Ready Player One film review - garish and nostalgic, but Spielberg gets games
To call Ready Player One - Steven Spielberg's new film, adapted from the novel by Ernest Cline - self-referential would be quite an understatement. It's a mind-warping cultural Möbius strip: a one-dimensional entity with no end and no beginning, permanently twisting in on itself. It's a futuristic work of science-fiction that is obsessed with nostalgia. It's a film about video games made by a director who was a huge formative influence on the medium, observing his own reflection in a funhouse mirror. It's what happens when fan fiction becomes dominant over the true works of imagination it pays homage to.

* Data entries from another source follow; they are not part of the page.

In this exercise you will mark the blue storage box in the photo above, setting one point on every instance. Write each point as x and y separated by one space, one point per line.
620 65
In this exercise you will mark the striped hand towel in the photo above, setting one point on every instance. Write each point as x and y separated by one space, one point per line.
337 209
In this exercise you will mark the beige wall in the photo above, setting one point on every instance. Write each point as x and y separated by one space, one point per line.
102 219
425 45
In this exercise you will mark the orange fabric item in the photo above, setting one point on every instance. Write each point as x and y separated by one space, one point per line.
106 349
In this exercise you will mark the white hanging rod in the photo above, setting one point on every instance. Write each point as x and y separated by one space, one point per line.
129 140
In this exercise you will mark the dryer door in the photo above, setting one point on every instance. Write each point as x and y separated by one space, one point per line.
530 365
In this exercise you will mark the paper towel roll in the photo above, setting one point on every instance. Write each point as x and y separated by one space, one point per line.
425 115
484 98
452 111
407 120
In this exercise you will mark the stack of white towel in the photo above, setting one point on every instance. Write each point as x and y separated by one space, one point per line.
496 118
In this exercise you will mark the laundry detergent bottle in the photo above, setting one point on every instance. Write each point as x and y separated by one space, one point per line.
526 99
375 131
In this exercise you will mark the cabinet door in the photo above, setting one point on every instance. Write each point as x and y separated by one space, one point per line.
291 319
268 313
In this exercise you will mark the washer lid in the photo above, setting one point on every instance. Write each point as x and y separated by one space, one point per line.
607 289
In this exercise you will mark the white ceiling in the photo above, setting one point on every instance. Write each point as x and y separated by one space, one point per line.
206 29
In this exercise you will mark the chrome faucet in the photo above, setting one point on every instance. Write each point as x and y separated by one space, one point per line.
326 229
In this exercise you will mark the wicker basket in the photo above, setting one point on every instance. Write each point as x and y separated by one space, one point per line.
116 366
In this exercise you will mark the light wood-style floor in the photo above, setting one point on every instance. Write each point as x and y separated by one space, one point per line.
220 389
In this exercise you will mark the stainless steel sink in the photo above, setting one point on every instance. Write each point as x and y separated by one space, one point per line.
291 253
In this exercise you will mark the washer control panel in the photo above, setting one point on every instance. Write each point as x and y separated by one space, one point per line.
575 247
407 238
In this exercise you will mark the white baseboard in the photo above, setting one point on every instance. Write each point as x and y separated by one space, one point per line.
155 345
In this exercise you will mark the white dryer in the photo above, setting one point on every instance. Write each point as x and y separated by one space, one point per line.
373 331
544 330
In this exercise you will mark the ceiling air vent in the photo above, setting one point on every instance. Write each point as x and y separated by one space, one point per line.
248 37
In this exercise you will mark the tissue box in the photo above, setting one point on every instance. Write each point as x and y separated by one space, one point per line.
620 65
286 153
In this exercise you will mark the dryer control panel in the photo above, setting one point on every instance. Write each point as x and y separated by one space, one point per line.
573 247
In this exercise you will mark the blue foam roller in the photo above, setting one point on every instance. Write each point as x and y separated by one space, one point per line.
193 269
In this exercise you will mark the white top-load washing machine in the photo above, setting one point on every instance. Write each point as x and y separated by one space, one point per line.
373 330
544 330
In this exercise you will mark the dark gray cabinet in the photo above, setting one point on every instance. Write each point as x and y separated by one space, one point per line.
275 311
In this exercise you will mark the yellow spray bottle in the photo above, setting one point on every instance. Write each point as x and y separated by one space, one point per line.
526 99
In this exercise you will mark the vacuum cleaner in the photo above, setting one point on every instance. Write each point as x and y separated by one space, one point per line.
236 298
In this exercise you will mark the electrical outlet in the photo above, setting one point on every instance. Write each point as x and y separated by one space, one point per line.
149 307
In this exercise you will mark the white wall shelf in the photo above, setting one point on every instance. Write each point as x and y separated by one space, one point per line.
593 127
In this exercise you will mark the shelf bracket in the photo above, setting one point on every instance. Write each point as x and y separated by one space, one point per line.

This makes it sound self-involved and meaningless, and that is what I expected it to be: a more polished version of Chris Columbus' patronising nerd fantasy Pixels. But the thing is that Ready Player One was directed by Steven Spielberg, and though the great director's best work is behind him, he is still an uncommonly lucid storyteller with a sure sense of what technology can do for him and what it can't. He knows how to spin a fun adventure yarn. And he gets video games.
In the year 2045 - "after the great corn syrup drought and the bandwidth riots" - Earth's underemployed and overcrowded population lives in slums and has little to do. Just about everyone deals with this grotty, boring existence by slipping on VR headsets and escaping into the OASIS, a virtual world created by the game designer James Halliday (Mark Rylance), now deceased and worshipped as a demigod. The OASIS is many games within one. It's the ultimate MMO, where players can be whoever or whatever they want to be as long as they participate in a ruthless digital economy to earn 'coin'.